A compter du 1er septembre 2017, son contrat de travail a été transféré à la SAS EOLANE ENGINEERING, aux droits de laquelle est venue la SAS FINANCIÈRE DE L'OMBREE.
Elle exerçait en dernier lieu les fonctions de chef de projet, affectée à l'établissement de [Localité 7], avec un salaire mensuel brut de 3008,58€.
[R] [X] a été licenciée par lettre du 9 août 2018 pour le motif économique suivant : 'La situation économique et financière du Groupe EOLANE s'est fortement dégradée au cours des dernières années. La consolidation des résultats de 2017 ayant mis en exergue une poursuite de cette tendance. Les activités des différentes filiales du Groupe EOLANE sont structurellement déficitaires et nécessitent d'importantes réorganisations afin d'assurer la pérennité du Groupe...

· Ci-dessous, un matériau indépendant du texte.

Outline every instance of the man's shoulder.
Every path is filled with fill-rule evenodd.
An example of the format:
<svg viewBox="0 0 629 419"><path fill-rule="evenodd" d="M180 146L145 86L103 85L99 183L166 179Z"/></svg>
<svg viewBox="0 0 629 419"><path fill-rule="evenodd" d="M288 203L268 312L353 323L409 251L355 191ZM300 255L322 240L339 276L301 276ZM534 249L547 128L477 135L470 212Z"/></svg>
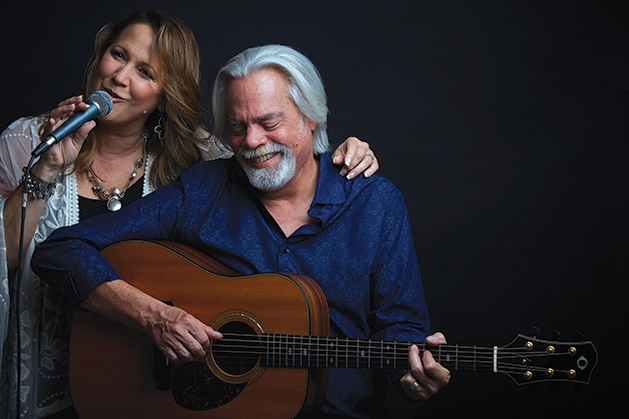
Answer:
<svg viewBox="0 0 629 419"><path fill-rule="evenodd" d="M348 180L346 185L351 188L353 193L374 195L382 199L402 196L402 192L392 180L377 173L369 177L358 175L356 178Z"/></svg>
<svg viewBox="0 0 629 419"><path fill-rule="evenodd" d="M216 159L195 163L181 173L182 181L214 177L222 179L228 177L235 170L233 159Z"/></svg>
<svg viewBox="0 0 629 419"><path fill-rule="evenodd" d="M235 174L237 171L229 160L202 161L181 172L172 186L189 202L207 202L230 188L233 180L237 179Z"/></svg>
<svg viewBox="0 0 629 419"><path fill-rule="evenodd" d="M322 181L327 185L327 189L340 188L347 198L358 195L375 195L375 198L387 199L387 196L401 197L402 195L393 181L379 173L369 177L360 174L353 179L347 179L339 174L340 167L334 165L329 156L322 156L321 159L322 162L325 161L322 163L322 168L325 171Z"/></svg>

C'est en ce sens que nous sommes amenés à envisager un projet de fermeture de l'établissement de [Localité 7] dont le résultat d'exploitation, déjà largement négatif en 2016, a été multiplié par deux sur l'année 2017. Cette fermeture impliquant une procédure de licenciements économiques collectifs à l'encontre des salariés d'EOLANE ENGINEERING [Localité 7]. Cette décision se justifiant par des difficultés économiques rationalisées à hauteur du Groupe EOLANE, notamment dans l'objectif de concentrer nos activités autour de pôles et ainsi regagner en efficience dans les filiales françaises.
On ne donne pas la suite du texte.